Analysis of Diff-in-Diff Data

In this lab, we’ll analyze Diff-in-Diff data to understand the impact of insecticide-treated bed nets on malaria risk in Malawi. Using a hypothetical dataset, the World Bank wants to investigate whether distributing bed nets in city B from 2017 to 2020 reduced malaria cases. The analysis will involve creating causal models, mapping the region of interest, and conducting a statistical analysis to estimate the program’s effect on malaria risk.
Diff-in-Diff Analysis
Causal Inference
Probabilistic Models
Author

Bogdan G. Popescu

1 Introduction

In this hypothetical situation (the data is made up), the World Bank is planning on launching a program designed to reduce the risk of malaria in Malawi by providing insecticide-treated bed nets. So they provided insecticide-treated bed nets only to city B from 2017 to 2020. The World Bank selected 24 individuals (over 3 years) from city B and they want to investigate whether receiving such nets has any effect on people’s risk of malaria.
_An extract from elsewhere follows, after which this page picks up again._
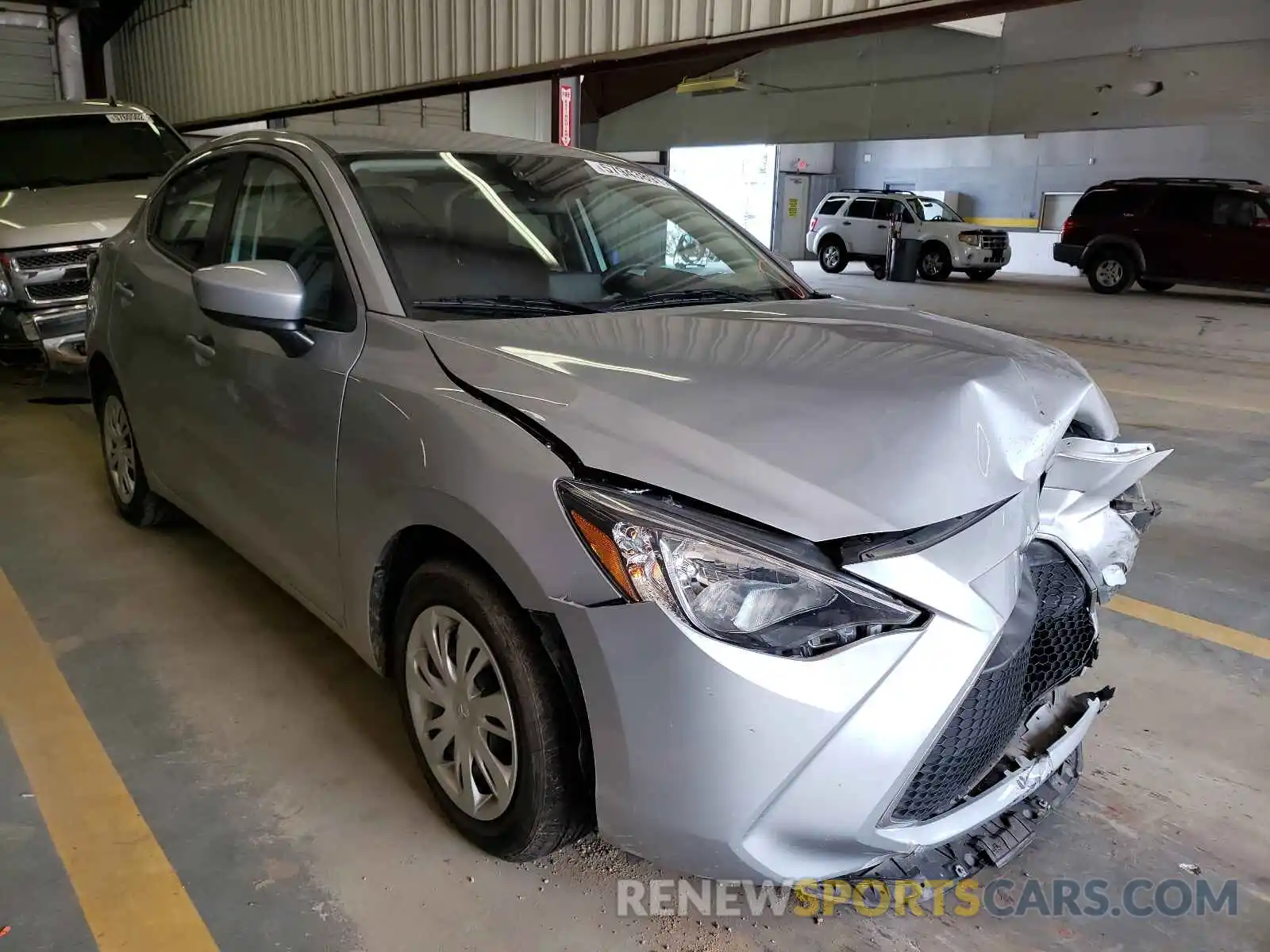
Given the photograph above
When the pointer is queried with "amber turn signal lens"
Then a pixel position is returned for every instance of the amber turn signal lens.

In this document, we want to calculate \(\beta_3\) from:

\[ Y_{it} = \beta_0 + \beta_1 \text{Group}_i + \beta_2 \text{Time}_t +\beta_3 (\text{Group}_i \times \text{Time}_t) + \epsilon_{it} \]

where:
Group = 1 if this is the treatment group
Time = 1 if this is the period after intervention
\(\beta_0\) - mean of the control group in the pre-treatment period
\(\beta_1\) - the change in outcome across groups
\(\beta_2\) - the change in outcome within groups.
\(\beta_3\) - the differences in differences

In our case, this is equivalent to:

\[ \text{Malaria Risk}_{it} = \beta_0 + \beta_1 \text{City B}_i + \beta_2 \text{Post-2017}_t +\beta_3 (\text{City B}_i \times \text{Post-2017}_t) + \epsilon_{it} \]
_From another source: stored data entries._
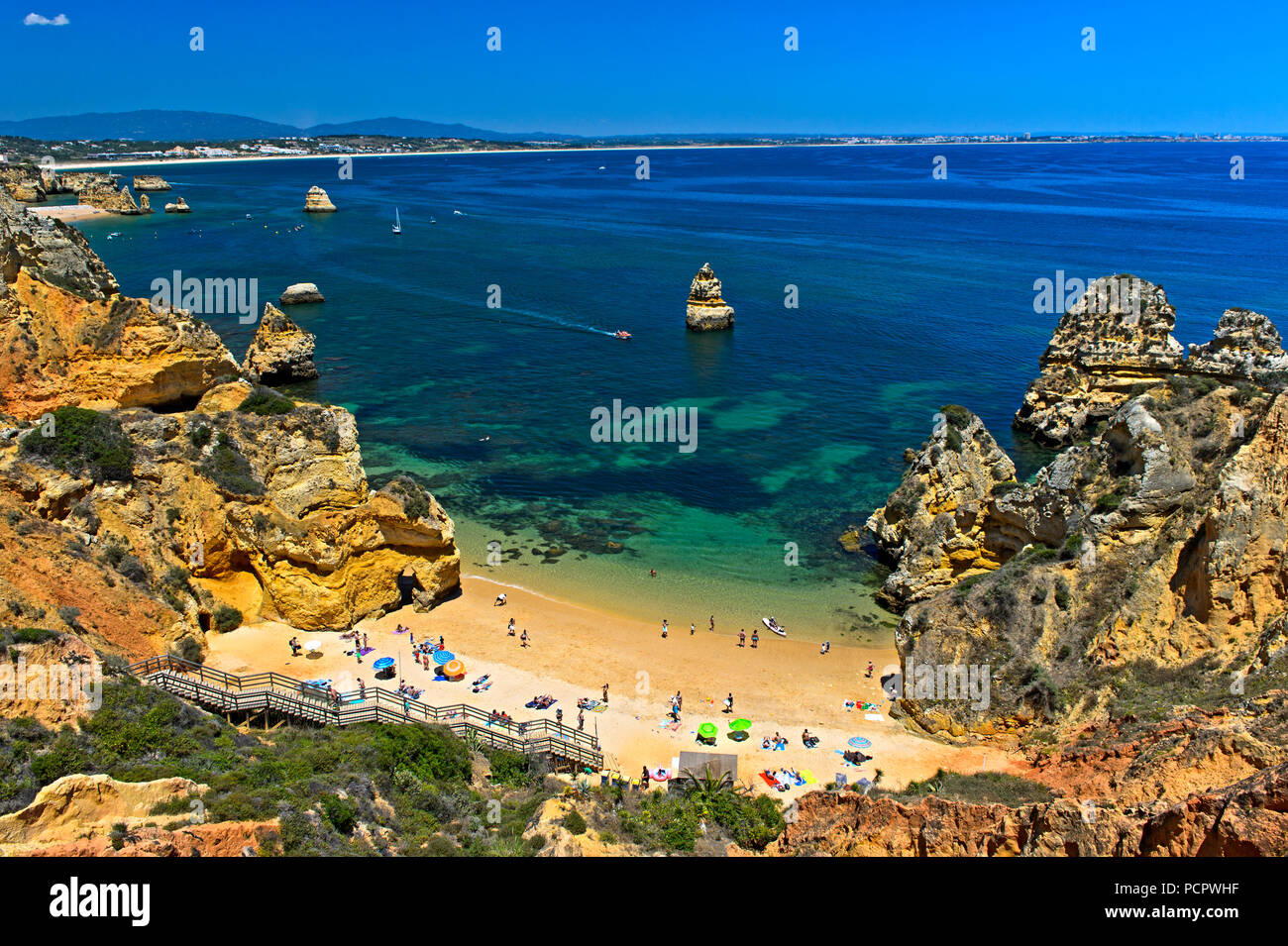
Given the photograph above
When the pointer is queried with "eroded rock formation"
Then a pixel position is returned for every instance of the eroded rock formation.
(707, 312)
(281, 352)
(301, 292)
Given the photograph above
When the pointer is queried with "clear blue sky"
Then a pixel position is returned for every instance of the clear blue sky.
(640, 65)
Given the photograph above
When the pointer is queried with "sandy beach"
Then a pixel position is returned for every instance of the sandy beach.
(782, 686)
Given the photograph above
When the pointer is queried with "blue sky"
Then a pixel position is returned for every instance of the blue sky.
(622, 67)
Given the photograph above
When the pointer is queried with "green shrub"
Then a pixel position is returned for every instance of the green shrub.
(84, 443)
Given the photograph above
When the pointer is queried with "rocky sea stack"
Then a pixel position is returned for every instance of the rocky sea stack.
(707, 312)
(317, 202)
(281, 352)
(300, 293)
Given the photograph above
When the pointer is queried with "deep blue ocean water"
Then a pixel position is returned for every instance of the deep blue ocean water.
(912, 292)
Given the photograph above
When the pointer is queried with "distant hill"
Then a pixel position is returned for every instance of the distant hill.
(162, 125)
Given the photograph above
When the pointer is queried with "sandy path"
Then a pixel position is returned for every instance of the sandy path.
(781, 686)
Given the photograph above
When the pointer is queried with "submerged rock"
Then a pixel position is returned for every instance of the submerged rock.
(317, 201)
(707, 312)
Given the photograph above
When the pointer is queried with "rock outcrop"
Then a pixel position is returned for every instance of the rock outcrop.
(151, 181)
(271, 494)
(73, 340)
(301, 292)
(317, 202)
(107, 197)
(1245, 347)
(707, 312)
(281, 352)
(1248, 819)
(932, 529)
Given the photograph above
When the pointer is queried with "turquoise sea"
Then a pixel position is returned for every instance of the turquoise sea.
(912, 292)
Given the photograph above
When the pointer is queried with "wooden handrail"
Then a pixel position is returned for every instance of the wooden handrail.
(271, 690)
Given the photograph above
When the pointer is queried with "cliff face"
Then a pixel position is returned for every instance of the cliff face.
(263, 506)
(1154, 549)
(281, 352)
(317, 201)
(707, 312)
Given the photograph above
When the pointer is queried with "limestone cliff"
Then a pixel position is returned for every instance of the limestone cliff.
(1151, 550)
(150, 181)
(707, 312)
(281, 352)
(317, 201)
(233, 495)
Preliminaries: Create a folder within the relevant week called “lab”. Within it, create another folder called “data” and another one, called “graphs”.

library("broom")
library("dplyr")
library("ggplot2")
library("ggrepel")
library("modelsummary")
library("ggdag")
library("purrr")
library("stringr")
library("ggpubr")

#For Maps
library("sf")
library("stars")
library("rnaturalearth")
library("rnaturalearthdata")
library("ggspatial")
library("gganimate")
library("lemon")


#Removing previous files and setting the directory
rm(list = ls())
setwd("/Users/bgpopescu/Dropbox/john_cabot/teaching/stats/week12/lab/")
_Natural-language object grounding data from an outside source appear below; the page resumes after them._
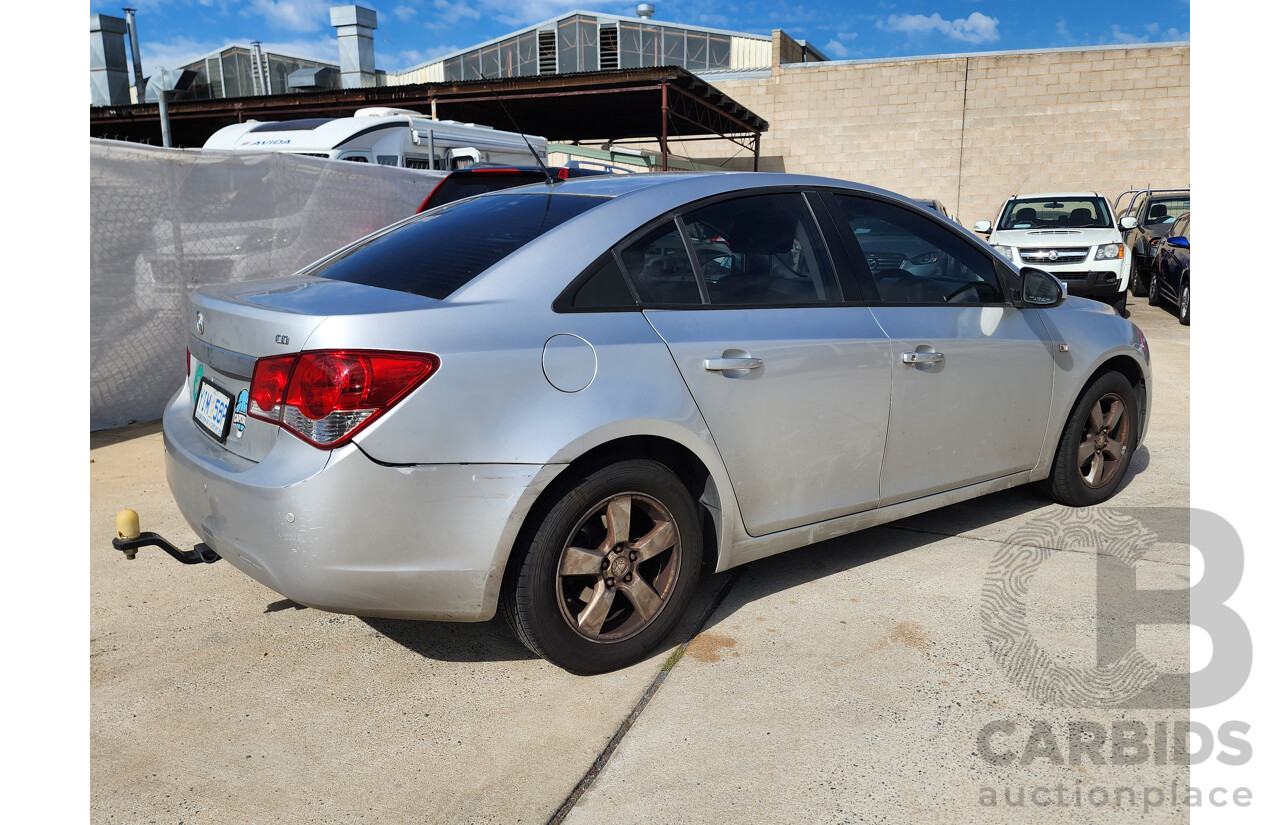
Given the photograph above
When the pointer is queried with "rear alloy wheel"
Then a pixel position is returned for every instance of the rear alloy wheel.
(1097, 444)
(608, 571)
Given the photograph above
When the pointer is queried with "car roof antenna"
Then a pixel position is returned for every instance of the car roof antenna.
(551, 178)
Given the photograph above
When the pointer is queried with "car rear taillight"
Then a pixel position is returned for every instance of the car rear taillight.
(327, 397)
(266, 389)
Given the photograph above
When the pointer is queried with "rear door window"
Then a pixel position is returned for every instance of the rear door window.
(762, 251)
(438, 252)
(661, 269)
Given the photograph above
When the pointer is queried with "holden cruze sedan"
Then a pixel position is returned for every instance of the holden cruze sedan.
(567, 399)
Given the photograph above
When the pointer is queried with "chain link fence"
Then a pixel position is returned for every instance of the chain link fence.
(164, 221)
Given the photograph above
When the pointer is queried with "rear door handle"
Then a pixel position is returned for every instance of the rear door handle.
(720, 365)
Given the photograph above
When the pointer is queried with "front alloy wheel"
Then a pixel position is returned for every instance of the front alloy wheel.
(1097, 444)
(607, 567)
(1102, 448)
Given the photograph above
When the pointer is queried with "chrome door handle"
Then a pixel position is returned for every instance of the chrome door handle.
(720, 365)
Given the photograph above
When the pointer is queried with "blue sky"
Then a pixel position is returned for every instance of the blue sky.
(410, 32)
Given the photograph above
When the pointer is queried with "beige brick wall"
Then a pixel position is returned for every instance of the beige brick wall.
(973, 131)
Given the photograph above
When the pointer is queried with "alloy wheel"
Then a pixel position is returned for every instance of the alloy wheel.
(1102, 448)
(620, 567)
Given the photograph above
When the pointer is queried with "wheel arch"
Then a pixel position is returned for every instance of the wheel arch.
(1133, 372)
(712, 496)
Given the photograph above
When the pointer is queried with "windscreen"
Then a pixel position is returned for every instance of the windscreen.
(1079, 212)
(440, 251)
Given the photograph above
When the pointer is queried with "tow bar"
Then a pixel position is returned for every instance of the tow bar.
(129, 539)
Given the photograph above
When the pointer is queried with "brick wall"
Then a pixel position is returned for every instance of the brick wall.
(973, 131)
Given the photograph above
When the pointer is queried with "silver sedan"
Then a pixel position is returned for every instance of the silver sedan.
(568, 399)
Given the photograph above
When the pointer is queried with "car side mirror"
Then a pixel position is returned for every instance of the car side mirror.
(1040, 288)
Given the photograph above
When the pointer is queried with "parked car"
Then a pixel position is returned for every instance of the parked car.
(568, 408)
(464, 183)
(1155, 210)
(1171, 269)
(1072, 234)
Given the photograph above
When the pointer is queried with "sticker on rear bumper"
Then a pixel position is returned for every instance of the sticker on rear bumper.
(241, 415)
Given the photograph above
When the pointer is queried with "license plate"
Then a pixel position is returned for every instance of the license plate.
(213, 409)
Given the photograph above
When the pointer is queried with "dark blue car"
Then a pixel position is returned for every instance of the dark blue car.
(1171, 269)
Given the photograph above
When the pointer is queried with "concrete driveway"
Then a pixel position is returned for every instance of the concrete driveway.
(851, 681)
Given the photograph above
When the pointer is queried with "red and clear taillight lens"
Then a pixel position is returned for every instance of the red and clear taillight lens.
(327, 397)
(266, 389)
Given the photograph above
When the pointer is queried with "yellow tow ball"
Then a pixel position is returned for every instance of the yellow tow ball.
(127, 525)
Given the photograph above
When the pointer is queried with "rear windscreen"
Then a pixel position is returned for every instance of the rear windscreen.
(438, 252)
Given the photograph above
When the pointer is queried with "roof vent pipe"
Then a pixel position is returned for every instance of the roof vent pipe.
(140, 86)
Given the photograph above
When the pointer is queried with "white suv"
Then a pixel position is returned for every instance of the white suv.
(1072, 234)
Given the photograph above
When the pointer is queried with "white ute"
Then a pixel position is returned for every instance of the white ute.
(392, 137)
(1072, 234)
In a first instance, we want to draw a causal model which explains the effect of the insecticide-treated bed nets on participant risk of malaria, given the time and group. See the DAG models below (together with the code to produce them).

Step 1 Code
malaria_dag <- dagify(malaria_risk ~ net + year + city,
                     net ~ year + city,
                     exposure = "net",
                     outcome = "malaria_risk",
                     labels = c(malaria_risk = "Malaria Risk",
                                net = "Mosquito Net",
                                year = "Year",
                                city = "City",
                                pre_malaria_risk = "Pre Malaria Risk"),
                     coords = list(x = c(malaria_risk = 3, net = 1, year = 2, city = 2),
                                   y = c(malaria_risk = 2, net = 2, year = 3, city = 1)))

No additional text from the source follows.